Algunos alegarán que estos hechos no son nuevos y qua han caracterizado la historia de la humanidad. Lo nuevo, empero, no es la constatación de estos hechos sino su creciente visibilidad y publicidad las cuales hieren la sensibilidad de los ciudadanos que exigen a los profesionales de la política que sus actos sean conformes con la ética que predican Una cosa es la condena a los actos de los políticos corruptos y otra el rechazo a la política. En realidad, las múltiples manifestaciones ciudadanas que perturban el orden del establecimiento son un claro indicio de su politización así se vean afectadas dichas manifestaciones por la erosión del capital de confianza causada por los comportamientos de sus representantes y la crisis de los mecanismos de integración a la vida política
El rechazo a la crisis de representación que está en la base de la agitación ciudadana se evidencia en una movilización creciente que, a su vez, ha dado lugar a respuestas autoritarias envueltas en un populismo que agita las emociones y obnubila la razón, aproximándose a prácticas cercanas al fascismo que se conoció en los años treinta y cuarenta del siglo pasado. ¿No decía acaso Mussolini que “el fascismo, además de ser un sistema de gobierno, es también y, ante todo, un modo de pensar”? Un modo de pensar abiertamente antiliberal.
¿Qué hacer entonces para contrarrestar los embates autoritarios, antiliberales y antidemocráticos?

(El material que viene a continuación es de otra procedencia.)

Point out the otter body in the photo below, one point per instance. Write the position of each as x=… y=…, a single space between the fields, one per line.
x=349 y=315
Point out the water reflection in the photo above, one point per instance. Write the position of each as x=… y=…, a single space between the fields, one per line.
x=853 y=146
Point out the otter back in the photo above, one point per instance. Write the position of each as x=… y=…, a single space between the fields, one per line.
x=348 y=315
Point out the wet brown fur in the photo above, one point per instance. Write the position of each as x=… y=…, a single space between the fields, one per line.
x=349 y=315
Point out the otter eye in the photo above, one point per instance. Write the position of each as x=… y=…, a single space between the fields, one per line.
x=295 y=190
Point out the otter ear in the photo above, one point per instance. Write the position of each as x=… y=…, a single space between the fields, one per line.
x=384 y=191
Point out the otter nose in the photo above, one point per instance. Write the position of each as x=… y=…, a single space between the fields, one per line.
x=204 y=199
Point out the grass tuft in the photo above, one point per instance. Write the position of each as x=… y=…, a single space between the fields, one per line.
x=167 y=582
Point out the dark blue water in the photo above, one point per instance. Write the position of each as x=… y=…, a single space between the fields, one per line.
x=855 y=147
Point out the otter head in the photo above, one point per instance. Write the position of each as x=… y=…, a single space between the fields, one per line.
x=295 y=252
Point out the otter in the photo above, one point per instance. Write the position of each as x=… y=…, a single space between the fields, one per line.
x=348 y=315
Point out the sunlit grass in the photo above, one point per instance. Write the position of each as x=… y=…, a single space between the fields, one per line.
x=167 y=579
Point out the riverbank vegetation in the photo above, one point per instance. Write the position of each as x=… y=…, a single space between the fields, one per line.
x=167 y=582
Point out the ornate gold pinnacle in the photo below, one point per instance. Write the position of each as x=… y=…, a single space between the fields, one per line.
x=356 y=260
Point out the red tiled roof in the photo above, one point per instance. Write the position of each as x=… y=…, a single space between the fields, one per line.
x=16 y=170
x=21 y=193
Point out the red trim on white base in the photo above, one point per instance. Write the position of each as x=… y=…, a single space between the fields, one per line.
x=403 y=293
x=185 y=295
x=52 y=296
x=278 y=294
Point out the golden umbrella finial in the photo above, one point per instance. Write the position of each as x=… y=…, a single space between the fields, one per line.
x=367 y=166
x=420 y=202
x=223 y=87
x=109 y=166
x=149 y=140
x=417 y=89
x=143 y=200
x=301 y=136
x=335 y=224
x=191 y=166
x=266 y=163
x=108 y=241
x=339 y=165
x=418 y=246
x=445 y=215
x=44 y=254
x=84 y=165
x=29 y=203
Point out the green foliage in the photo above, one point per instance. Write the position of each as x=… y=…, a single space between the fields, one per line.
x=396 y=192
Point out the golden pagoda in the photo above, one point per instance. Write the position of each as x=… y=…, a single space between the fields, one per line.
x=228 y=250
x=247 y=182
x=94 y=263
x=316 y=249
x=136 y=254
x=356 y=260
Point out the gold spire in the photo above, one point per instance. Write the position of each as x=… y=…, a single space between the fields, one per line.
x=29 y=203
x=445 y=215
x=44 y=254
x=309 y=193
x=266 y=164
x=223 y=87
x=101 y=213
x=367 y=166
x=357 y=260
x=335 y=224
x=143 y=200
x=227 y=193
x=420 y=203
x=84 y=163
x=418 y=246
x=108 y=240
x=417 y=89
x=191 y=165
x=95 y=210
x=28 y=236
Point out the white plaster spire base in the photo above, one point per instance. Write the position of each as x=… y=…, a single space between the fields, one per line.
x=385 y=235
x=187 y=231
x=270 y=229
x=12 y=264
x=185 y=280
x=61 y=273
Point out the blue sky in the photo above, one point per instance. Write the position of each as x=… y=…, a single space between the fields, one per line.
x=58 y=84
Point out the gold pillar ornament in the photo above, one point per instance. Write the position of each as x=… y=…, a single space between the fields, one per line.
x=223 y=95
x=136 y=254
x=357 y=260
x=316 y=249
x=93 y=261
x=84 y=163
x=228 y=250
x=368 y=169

A este respecto la ideología democrática liberal tiene dos respuestas. En primer lugar y para fortalecer un espíritu cívico que regenere el vínculo político que da lugar a una comunidad política democrática, mantener un Estado de derecho que encuadre el ejercicio de la política e impida a los representantes elegidos a liberarse de las normas que fundan su poder. Y, en segundo lugar, restablecer el sistema de contrapesos a fin de allanar el camino a una concepción más exigente de democracia, de transparencia y de rendición de cuentas, teniendo siempre presente el lema de Lord Acton: “El poder corrompe y el poder absoluto corrompe absolutamente”.